ETA: double spaced fixed width is indeed the standard for paper manuscripts. For electronic submissions, every publication has different rules, but they pretty much all want double spaced, 12 point font. Some want a specific proportional font, some want a monospaced font (I assume because they still print submissions out at some point in their process), others leave it up to the author.


#4

Put me down for team “It’s actually called a Full Stop.”


#5

It’s an aesthetic choice, not a moral one. I have always found readability SLIGHTLY improved by extra space, but not enough under normal circumstances to get up in arms about. I grew up with double spacing, like I grew up with nine planets, and so that is still the way that I tend to think. What irritates me though, is the blatant lie that double spaces date to monospaced fonts on typewriters. You can find plenty of printed works some that pre-date the typewriter which have a little bit of extra space after every period. Putting two entire spaces after the period was intended to imitate this, although it leads to a much broader gap between sentences.

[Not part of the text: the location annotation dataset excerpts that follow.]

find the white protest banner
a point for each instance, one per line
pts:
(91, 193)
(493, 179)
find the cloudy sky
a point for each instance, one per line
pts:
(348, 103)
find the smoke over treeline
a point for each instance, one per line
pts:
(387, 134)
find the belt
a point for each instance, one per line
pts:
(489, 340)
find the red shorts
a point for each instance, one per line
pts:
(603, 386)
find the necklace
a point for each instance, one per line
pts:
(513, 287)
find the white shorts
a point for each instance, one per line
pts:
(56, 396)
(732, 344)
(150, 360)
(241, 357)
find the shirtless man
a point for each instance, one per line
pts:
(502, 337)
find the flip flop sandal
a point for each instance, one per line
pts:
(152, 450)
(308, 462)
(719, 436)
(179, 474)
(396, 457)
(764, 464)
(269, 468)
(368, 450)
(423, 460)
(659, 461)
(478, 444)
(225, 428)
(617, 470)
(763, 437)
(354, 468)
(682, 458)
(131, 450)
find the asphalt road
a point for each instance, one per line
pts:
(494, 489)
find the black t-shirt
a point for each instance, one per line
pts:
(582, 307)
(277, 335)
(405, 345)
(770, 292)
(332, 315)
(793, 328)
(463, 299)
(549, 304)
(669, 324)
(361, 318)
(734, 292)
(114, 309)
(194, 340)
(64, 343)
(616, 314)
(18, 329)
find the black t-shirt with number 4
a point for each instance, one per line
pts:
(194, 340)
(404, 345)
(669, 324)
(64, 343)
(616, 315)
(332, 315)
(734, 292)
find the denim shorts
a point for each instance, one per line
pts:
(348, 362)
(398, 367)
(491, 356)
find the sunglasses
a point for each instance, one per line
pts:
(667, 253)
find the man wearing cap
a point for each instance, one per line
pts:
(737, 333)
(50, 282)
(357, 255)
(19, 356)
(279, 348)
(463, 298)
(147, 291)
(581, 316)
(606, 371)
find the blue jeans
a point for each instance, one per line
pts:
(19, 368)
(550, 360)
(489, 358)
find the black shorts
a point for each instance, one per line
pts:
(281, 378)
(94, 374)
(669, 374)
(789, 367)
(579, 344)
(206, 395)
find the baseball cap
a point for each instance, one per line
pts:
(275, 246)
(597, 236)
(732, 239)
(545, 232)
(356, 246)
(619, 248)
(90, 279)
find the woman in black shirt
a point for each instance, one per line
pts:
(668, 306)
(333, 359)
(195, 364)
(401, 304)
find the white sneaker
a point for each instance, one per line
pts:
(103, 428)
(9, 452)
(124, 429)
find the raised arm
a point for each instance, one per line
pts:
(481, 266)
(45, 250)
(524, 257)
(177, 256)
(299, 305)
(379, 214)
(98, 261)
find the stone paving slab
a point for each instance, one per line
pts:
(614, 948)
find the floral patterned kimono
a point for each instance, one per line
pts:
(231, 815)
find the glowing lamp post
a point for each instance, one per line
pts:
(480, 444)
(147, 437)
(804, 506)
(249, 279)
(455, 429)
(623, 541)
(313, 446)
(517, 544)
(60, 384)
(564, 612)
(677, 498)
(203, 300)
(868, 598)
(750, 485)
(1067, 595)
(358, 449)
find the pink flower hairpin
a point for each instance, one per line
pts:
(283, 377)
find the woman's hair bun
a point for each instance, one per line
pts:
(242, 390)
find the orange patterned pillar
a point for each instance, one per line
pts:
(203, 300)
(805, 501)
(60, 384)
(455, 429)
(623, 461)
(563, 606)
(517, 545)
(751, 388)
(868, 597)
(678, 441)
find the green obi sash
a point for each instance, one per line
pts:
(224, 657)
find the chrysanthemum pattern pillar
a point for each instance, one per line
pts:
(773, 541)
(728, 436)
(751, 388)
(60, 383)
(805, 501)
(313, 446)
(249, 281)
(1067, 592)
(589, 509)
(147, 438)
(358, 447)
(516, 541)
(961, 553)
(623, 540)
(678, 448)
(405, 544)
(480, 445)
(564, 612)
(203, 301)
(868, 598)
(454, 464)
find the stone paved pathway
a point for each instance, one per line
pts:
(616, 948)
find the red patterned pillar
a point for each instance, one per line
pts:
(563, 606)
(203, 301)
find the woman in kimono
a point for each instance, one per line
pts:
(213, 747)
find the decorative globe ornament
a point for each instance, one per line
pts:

Indeed, I have always thought that in a perfect world, the period on the typewriter key should be offset to the left to give you a little bit of extra space without having to hit the spacebar twice.

It is interesting that the other big change in accepted text layout since I was a kid has not elicited this sort of crazy hate: Whether to indicate paragraphs by indenting the first line or skipping a line.


#6

I’m leaving a single space right now, just to piss off Joey.


#7

The signs in the XKCD cartoon would be more convincing as sentences (complete with punctuation) rather than noun clauses. When I was young, protest signs were about telling people what to do.

I do 90% of my writing in LaTeX, and the class file determines how much spacing to put between sentences, so I tend to revert with my early training, which is 80 characters per line and one line per card.


#8

Every submission guideline out there says indent. Skipping a line is only useful when you’re creating a single spaced document, which is verboten for submitting manuscripts of any type.


#9

Not surprised by the study at all. It had always seemed pretty obvious to me that double-spacing improves readability.


#10

Arg! Sucked into the debate. It seems obvious to me that double space is better in low contrast situations, like with monospaced fonts and single space is better in long bodies of text.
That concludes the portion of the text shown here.